Use NSE to construct a formula


I am trying to construct a formula using NSE so that I can easily pipe in columns. The following is my desired use case:

df %>% make_formula(col1, col2, col3)

[1] "col1 ~ col2 + col3"

I have made first this function:

varstring <- function(...) {
 as.character(match.call()[-1])
}

This works great with either single objects or multiple objects:

varstring(col)

[1] "col"

varstring(col1, col2, col3)

[1] "col1" "col2" "col3"

I create my function to create the formula next:

formula <- function(df, col, ...) {
 group <- varstring(col)
 vars <- varstring(...)

 paste(group,"~", paste(vars, collapse = " + "), sep = " ")
}

However, the function call formula(df, col, col1, col2, col3) produces [1] "group ~ ..1 + ..2 + ..3".

I understand that the formula is literally evaluating varstring(group) and varstring(...) and not actually substituting in the user supplied objects for evaluation like I would like it too.
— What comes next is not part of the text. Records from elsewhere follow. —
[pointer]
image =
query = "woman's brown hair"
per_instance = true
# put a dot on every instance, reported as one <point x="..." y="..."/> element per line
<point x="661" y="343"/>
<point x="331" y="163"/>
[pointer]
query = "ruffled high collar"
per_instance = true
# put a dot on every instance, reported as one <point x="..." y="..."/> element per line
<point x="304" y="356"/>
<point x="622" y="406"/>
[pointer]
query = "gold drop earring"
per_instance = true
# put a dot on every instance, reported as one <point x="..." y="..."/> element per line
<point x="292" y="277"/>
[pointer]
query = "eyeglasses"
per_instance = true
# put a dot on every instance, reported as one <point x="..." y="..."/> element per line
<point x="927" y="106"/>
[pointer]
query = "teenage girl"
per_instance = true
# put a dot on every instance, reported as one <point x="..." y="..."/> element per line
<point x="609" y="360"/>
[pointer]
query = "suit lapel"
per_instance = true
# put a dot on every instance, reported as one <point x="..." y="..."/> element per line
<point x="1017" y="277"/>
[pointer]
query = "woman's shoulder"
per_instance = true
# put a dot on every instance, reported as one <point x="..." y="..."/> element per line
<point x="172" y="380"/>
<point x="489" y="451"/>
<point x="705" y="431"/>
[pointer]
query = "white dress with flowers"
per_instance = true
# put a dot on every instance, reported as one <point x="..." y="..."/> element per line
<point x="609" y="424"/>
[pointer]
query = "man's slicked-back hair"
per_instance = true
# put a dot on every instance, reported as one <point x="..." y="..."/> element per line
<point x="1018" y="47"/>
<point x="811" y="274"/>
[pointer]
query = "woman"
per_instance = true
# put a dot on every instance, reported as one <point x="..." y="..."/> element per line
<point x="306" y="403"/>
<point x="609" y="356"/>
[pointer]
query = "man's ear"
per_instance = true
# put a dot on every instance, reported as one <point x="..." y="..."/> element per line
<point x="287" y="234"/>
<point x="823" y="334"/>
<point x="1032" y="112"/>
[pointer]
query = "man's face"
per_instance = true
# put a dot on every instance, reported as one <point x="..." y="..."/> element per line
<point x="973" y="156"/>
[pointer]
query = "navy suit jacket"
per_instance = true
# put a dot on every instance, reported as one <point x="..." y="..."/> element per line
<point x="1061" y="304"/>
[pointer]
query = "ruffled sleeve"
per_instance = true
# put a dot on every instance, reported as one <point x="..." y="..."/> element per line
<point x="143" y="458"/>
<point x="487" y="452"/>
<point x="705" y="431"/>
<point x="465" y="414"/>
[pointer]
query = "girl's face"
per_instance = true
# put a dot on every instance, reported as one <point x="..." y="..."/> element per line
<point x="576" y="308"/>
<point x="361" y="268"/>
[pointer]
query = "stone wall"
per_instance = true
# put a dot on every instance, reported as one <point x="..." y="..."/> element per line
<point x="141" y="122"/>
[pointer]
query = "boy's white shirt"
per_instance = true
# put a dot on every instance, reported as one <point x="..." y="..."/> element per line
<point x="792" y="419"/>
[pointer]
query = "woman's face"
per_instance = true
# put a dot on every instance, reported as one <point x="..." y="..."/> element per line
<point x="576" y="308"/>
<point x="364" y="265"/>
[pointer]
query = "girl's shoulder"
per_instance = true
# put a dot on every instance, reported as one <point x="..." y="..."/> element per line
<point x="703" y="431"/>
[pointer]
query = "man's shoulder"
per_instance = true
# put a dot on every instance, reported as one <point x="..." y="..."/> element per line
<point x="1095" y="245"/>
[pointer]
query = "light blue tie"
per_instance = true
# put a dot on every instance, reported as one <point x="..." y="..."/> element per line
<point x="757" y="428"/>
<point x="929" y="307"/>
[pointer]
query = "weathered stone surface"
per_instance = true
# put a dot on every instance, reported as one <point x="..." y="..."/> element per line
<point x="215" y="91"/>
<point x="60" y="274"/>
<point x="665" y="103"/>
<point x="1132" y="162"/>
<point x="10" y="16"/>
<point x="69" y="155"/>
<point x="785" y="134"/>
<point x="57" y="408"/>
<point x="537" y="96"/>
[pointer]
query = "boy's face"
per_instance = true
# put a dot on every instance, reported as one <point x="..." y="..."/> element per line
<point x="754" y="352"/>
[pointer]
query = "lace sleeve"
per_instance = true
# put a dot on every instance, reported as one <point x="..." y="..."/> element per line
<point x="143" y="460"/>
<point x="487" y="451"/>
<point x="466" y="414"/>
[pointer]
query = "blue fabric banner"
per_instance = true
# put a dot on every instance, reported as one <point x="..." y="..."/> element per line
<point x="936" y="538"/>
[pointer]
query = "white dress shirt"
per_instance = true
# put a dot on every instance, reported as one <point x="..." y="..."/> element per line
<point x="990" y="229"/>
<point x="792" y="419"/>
But I can not figure out how to make this work as intended.


Solution

  • You can join an arbitrary number of arguments with a binary function by using reduce()

    make_formula <- function(lhs, ..., op = "+") {
      lhs <- ensym(lhs)
      args <- ensyms(...)
    
      n <- length(args)
    
      if (n == 0) {
        rhs <- 1
      } else if (n == 1) {
        rhs <- args[[1]]
      } else {
        rhs <- purrr::reduce(args, function(out, new) call(op, out, new))
      }
    
      # Don't forget to forward the caller environment
      new_formula(lhs, rhs, env = caller_env())
    }
    
    make_formula(disp)
    #> disp ~ 1
    
    make_formula(disp, cyl)
    #> disp ~ cyl
    
    make_formula(disp, cyl, am, drat)
    #> disp ~ cyl + am + drat
    
    make_formula(disp, cyl, am, drat, op = "*")
    #> disp ~ cyl * am * drat
    

    One big advantage of working with expressions is that it's robust to little bobby tables (https://xkcd.com/327/):

    # User inputs are always interpreted as symbols (variable name)
    make_formula(disp, `I(file.remove('~'))`)
    #> disp ~ `I(file.remove('~'))`
    
    # With `paste()` + `parse()` user inputs are interpreted as arbitrary code
    reformulate(c("foo", "I(file.remove('~'))"))
    #> ~foo + I(file.remove("~"))